Deploying a machine learning application¶
Building a machine learning model is only half the story. Deploying this application so that the business uses it is the other half. Generally, deployment is not done by machine learning engineers or data scientists. Therefore, I see my peers lacking these skills, especially the data scientists from non-Computer Science backgrounds.
Although python developers do the deployment, data scientists need to know the basics of deploying a machine learning solution.
In the below example, I am using data taken on the amount of PM25 pollutant near my house (in Hyderabad, India) from aqicn.org. In the previous blog, I demonstrated a simple ARIMA model that can predict PM25 and discussed different ways. I want to implement this model as an API so that any website can access it for predictions. I have used pythonanywhere to deploy a flask application mentioned above.
First let me build a machine learning model. Historical data has been taken from AQICN's api
import pandas as pd
import matplotlib.pyplot as plt
import seaborn as sns
data = pd.read_csv('hyderabad-us consulate-air-quality.csv', parse_dates=['date'])
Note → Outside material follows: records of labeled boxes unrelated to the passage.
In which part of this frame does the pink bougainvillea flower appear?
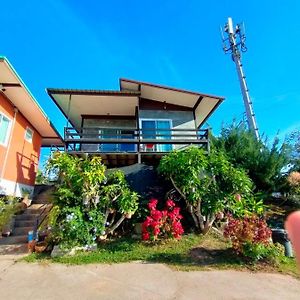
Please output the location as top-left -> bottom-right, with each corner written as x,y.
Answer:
151,210 -> 162,221
142,232 -> 150,241
166,199 -> 175,208
234,194 -> 242,202
148,198 -> 158,210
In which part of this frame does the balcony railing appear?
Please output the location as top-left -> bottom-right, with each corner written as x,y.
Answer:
64,127 -> 209,153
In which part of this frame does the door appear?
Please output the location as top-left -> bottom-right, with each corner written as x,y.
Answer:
141,120 -> 172,152
99,128 -> 118,152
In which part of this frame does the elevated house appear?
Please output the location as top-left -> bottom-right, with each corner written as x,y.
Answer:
47,79 -> 223,167
0,57 -> 63,197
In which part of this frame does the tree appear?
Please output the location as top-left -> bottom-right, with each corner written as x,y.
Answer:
159,147 -> 252,234
212,124 -> 289,192
287,129 -> 300,172
46,152 -> 138,246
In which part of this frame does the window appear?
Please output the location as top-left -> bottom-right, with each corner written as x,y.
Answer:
140,119 -> 172,152
25,127 -> 33,143
0,113 -> 11,146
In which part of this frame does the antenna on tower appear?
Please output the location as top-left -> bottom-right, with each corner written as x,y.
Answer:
220,18 -> 259,139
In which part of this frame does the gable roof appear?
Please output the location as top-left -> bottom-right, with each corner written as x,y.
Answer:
0,56 -> 63,146
120,78 -> 224,127
47,78 -> 224,129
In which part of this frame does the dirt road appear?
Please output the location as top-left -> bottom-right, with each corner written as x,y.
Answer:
0,256 -> 300,300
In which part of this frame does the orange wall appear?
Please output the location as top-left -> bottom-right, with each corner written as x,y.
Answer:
0,92 -> 42,185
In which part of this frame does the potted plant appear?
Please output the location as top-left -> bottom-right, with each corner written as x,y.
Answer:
0,197 -> 16,236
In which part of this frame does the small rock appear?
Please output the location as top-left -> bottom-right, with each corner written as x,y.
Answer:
51,245 -> 69,258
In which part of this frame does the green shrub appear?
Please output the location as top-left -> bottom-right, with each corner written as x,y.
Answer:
212,124 -> 290,192
0,196 -> 18,234
47,153 -> 138,247
159,147 -> 252,234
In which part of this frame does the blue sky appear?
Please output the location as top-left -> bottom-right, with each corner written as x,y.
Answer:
0,0 -> 300,163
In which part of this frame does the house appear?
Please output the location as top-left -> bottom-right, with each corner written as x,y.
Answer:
0,57 -> 63,197
47,79 -> 223,167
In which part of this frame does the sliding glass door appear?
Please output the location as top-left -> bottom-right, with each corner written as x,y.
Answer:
141,120 -> 172,152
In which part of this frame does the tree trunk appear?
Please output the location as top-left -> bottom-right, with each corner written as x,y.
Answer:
106,215 -> 125,234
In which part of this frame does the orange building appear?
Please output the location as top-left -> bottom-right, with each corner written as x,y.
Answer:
0,57 -> 62,197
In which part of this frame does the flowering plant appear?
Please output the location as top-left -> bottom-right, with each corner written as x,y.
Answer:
224,214 -> 272,259
142,199 -> 184,240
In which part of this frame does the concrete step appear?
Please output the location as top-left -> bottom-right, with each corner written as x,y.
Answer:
0,234 -> 28,245
32,198 -> 51,204
13,226 -> 34,236
0,240 -> 28,256
15,220 -> 36,228
16,214 -> 39,221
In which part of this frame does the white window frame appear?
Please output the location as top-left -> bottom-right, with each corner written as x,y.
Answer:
24,127 -> 34,144
0,111 -> 12,147
139,118 -> 174,151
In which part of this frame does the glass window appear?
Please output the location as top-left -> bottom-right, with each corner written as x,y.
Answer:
141,120 -> 172,152
25,127 -> 33,143
0,113 -> 11,146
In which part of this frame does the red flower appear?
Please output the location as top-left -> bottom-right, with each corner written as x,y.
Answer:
148,198 -> 158,210
166,199 -> 175,208
142,232 -> 150,241
142,199 -> 184,240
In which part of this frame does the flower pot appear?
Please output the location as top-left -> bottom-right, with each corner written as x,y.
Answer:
2,216 -> 15,236
125,213 -> 133,219
134,223 -> 142,235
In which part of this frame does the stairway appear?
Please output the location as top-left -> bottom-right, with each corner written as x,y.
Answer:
0,186 -> 53,254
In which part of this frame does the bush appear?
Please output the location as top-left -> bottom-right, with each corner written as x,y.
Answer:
287,171 -> 300,195
159,147 -> 252,234
142,199 -> 184,240
0,196 -> 18,234
224,215 -> 274,260
212,124 -> 290,192
47,153 -> 138,248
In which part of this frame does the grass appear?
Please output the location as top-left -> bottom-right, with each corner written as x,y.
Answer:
24,233 -> 300,278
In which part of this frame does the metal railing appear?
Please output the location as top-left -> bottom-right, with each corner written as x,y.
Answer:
64,127 -> 208,153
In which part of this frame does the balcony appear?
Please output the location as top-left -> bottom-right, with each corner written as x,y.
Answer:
64,127 -> 209,166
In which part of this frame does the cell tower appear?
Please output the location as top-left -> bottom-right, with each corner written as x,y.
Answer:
221,18 -> 259,139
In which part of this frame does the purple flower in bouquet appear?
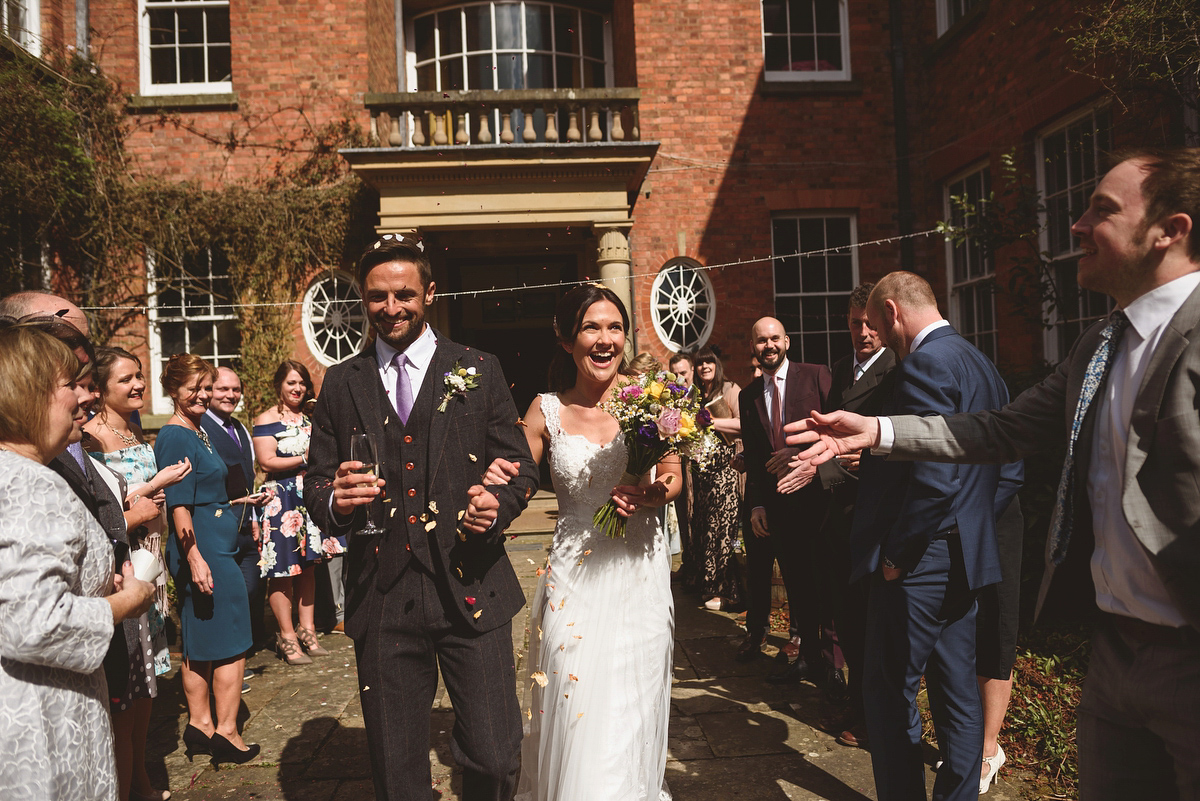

data.columns = ['date', 'pm25']
data
date | pm25 | |
---|---|---|
0 | 2021-11-01 | 155 |
1 | 2021-11-02 | 115 |
2 | 2021-11-03 | 67 |
3 | 2021-11-04 | 112 |
4 | 2021-11-05 | 115 |
... | ... | ... |
2309 | 2014-12-24 | 165 |
2310 | 2014-12-25 | 165 |
2311 | 2014-12-26 | 163 |
2312 | 2014-12-27 | 165 |
2313 | 2014-12-28 | 160 |
2314 rows × 2 columns
data.plot.scatter(x = 'date', y = 'pm25')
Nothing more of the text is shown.